Groundwater is hardly better. Seventy percent of the wells in the city are contaminated by the E. coli bacteria from leaking septic tanks, according to a study conducted by the city government.
The water crisis has been a boon to the increasing ranks of water vendors who drag long carts filled with 20-liter jerricans of water around the kampungs. One jerrican costs about Rp 500 rupiah (4 cents). They are especially prevalent in the coastal districts, where subsidence has allowed saltwater to flow into the water table, making well water undrinkable. And in some areas along the coast, piped water is only sporadically available during the day.
The Jakarta government does not publish data on the volume of groundwater use. But the city’s new governor, Basuki Tjahaja Purnama, said illegal use of groundwater had reached “alarming levels.” He said he will start enforcing a 2008 law that imposes fines of up to Rp 1 billion rupiah and jail terms of six years for those who misuse groundwater.
The concrete jungle is not only an intensive water user; it has also taken over natural drainage sites and green areas, preventing the water tables below from being recharged. Instead of seeping into the ground, monsoon rains now wash into the canals and out to the sea.
In 2009, the Ministry of Environment came up with a novel idea to restore the water tables: It issued a decree requiring homeowners and commercial buildings to store rainwater in 90 cm-deep “biopore cylinders” on their properties to absorb and store rainwater. The decree has no enforcement mechanism, and the city environment ministry could not say how many cylinders had been installed.
On the move
The city has recently tried another tack in its water wars: evicting settlers to create green areas along the coast.

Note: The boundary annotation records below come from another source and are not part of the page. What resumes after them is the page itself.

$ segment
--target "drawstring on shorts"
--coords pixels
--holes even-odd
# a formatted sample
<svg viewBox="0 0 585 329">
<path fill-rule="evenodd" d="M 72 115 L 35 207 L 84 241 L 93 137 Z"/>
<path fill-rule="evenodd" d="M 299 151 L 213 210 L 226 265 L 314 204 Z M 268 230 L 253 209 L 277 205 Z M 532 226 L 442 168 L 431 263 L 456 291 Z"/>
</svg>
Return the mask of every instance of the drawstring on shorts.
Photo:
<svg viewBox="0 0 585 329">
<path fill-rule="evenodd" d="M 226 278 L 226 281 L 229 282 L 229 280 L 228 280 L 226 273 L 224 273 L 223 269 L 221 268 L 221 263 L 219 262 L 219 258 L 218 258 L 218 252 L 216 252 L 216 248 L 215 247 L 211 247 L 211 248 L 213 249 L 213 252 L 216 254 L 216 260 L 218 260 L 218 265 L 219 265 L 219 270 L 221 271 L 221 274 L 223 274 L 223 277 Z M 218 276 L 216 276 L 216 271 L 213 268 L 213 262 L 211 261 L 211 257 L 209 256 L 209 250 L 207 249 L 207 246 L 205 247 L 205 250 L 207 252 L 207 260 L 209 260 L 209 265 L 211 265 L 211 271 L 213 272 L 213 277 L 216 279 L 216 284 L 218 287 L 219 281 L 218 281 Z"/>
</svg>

Tens of thousands of squatters occupy large swaths of the Muara Baru kampung, behind the seawall and around a retention pond, scavenging, collecting green mussels or shrimp from the dirty water, or picking up work in the boatyards.
Every year, the floods come, people evacuate to public buildings, and the kampung sinks some more.
“It’s not that bad,” says Sukiman, a 41-year-old father of three and a neighborhood chief in Muara Baru. “We can live here.”
But Muara Baru’s days appear to be numbered.
The city has begun shifting the residents to create green space and to restore the Pluit retention pond, which had become clogged with garbage and waste.